La enclenque solidaridad de la sociedad civil hacia los periodistas es la misma indiferencia que sufren las decenas de organizaciones que luchan por ponerle un alto al sufrimiento y los dolores del país. Vemos las desnutridas manifestaciones de los familiares de las víctimas del narcotráfico, de los comuneros que defienden sus tierras, de luchadores ambientalistas tildados de “revoltosos” y de voceros que invitan a aniquilar a los grupos ciclistas que buscan ciudades más limpias.
La lógica predominante es ridiculizar a quien ve por su prójimo. Lo que vale, de acuerdo con los valores de esta época, es el individualismo, trabajar todo el día para adquirir baratijas con tarjeta de crédito, moldear el cuerpo, y “ser alguien en la vida”. Y eso, desde luego, es absolutamente incompatible con ser solidario con el marginado y el agredido.

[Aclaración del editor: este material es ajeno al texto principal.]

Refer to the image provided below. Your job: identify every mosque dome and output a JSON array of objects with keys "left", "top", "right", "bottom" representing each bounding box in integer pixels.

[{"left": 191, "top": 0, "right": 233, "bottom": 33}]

Mientras tanto, el discurso del poder se ha vuelto a modificar. Para el gobierno de Enrique Peña Nieto la violencia de los grupos criminales no es un tema importante. Hay que hablar de lo bonito, de las galletas Quaker, de las virtudes de Rosario Robles y las hermosas playas del país. Es la misma retórica de la visita de Barack Obama a México. Para ellos la violencia es tema archivado.
Sólo que, en el día a día, el asfalto de nuestras ciudades aún amanece con descuartizados. Los migrantes centroamericanos siguen padeciendo un doloroso infierno a su paso por el país. Los jóvenes vulnerables son aspirados por la perversa máquina de los grupos criminales. “Los Zetas” continúan imponiendo su crueldad en los puntos que controlan y el “Chapo” Guzmán tiene terreno libre para circular por donde quiera. Nada ha cambiado.
Es, cuando menos, un acto de estupidez reproducir el discurso de olvido del poder. Salvo contadas y poderosas excepciones, todos y cada uno de nosotros estamos expuestos a sufrir una tragedia vinculada con los grupos delictivos. No hay quien se salve. Por lo anterior, es un suicidio colectivo bularnos y dejar morir a cualquier iniciativa que contribuya a ponerle un freno a la vorágine carnicería en que se ha convertido México.
Dejar solos a los periodistas, a las madres, a los huérfanos, a los migrantes, a los comuneros, a los ecologistas, a los ciclistas, a los sacerdotes combativos y a los defensores de los derechos humanos es levantarle la mano a los verdugos de la muerte. La indiferencia individual es un paso más hacia el suicidio colectivo.